WASHINGTON — The Federal Reserve Board's top two leaders on Wednesday defended U.S. statutory authority for resolving large company failures against criticism that the policy is a continuation of "too big to fail."
Testifying before the House Financial Services Committee, Fed Chair Janet Yellen said the Dodd-Frank Act provision allowing the Federal Deposit Insurance Corp. to resolve systemically important firms is a benefit to the taxpayer.
"That is a very important backup authority for the FDIC," Yellen said. She suggested the alternative of not having that authority in place would be a concern if "a firm were to fail and we don't know what the circumstances would be and [it] might be such that it would be difficult to resolve [it] under the bankruptcy code."
"The taxpayers would be in a difficult situation," she said.
Fed Vice Chairman Stanley Fischer made similar remarks in Stockholm, where he responded to criticism of the "orderly liquidation authority" and other Dodd-Frank provisions related to resolving firms.
Rather than preserve too big to fail, Fischer said, the 2010 law "gave us tools to reduce the probability of failure of our largest and most complex banking firms and to significantly reduce the damage that the failure of such a firm would do to the U.S. financial system and the broader economy."
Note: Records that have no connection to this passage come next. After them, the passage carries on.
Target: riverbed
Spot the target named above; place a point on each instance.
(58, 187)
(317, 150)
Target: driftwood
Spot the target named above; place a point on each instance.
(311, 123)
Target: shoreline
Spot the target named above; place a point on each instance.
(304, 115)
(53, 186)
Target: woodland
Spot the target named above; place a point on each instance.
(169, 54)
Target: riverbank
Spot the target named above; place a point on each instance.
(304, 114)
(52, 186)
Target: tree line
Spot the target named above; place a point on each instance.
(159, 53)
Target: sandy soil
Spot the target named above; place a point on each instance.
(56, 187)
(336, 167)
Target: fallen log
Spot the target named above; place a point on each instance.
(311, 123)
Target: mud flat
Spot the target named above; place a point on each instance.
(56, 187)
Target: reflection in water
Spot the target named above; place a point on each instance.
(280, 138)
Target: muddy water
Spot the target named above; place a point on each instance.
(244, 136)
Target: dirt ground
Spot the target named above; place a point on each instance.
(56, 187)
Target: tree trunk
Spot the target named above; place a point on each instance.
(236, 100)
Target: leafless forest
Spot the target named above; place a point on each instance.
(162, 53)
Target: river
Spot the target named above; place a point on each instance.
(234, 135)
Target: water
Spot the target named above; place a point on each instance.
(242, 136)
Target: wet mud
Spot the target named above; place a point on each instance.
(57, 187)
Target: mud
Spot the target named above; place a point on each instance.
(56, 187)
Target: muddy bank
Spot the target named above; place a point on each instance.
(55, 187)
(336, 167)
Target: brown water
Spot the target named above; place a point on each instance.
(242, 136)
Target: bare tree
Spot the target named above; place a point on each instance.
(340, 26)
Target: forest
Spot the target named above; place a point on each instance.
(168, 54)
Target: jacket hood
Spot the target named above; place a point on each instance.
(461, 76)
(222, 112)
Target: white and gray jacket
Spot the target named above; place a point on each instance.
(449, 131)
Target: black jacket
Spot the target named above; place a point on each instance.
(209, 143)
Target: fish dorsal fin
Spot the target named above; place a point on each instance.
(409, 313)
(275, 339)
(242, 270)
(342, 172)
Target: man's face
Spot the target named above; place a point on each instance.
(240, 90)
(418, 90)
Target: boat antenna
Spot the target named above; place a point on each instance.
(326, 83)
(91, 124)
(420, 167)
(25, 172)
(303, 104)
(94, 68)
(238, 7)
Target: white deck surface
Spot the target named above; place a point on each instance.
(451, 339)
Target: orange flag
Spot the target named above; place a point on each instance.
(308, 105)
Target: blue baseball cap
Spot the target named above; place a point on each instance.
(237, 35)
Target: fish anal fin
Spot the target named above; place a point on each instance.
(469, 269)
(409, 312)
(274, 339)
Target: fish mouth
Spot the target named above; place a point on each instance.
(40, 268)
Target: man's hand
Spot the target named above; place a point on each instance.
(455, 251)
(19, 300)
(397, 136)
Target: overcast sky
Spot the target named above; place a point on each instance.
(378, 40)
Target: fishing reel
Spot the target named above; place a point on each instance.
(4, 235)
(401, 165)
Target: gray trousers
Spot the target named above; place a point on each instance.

Fischer responded to several lines of attacks against resolution policies. He argued that the authority to appoint the FDIC as a receiver is a necessary Plan B in situations when bankruptcy is not a viable option. The Plan B would help guarantee the stability of the financial system, he said. "The Bankruptcy Code does not direct the judge to take financial stability into account in making decisions," Fischer said, adding that bankruptcy does not provide for "government liquidity support and stay-and-transfer treatment for qualified financial contracts."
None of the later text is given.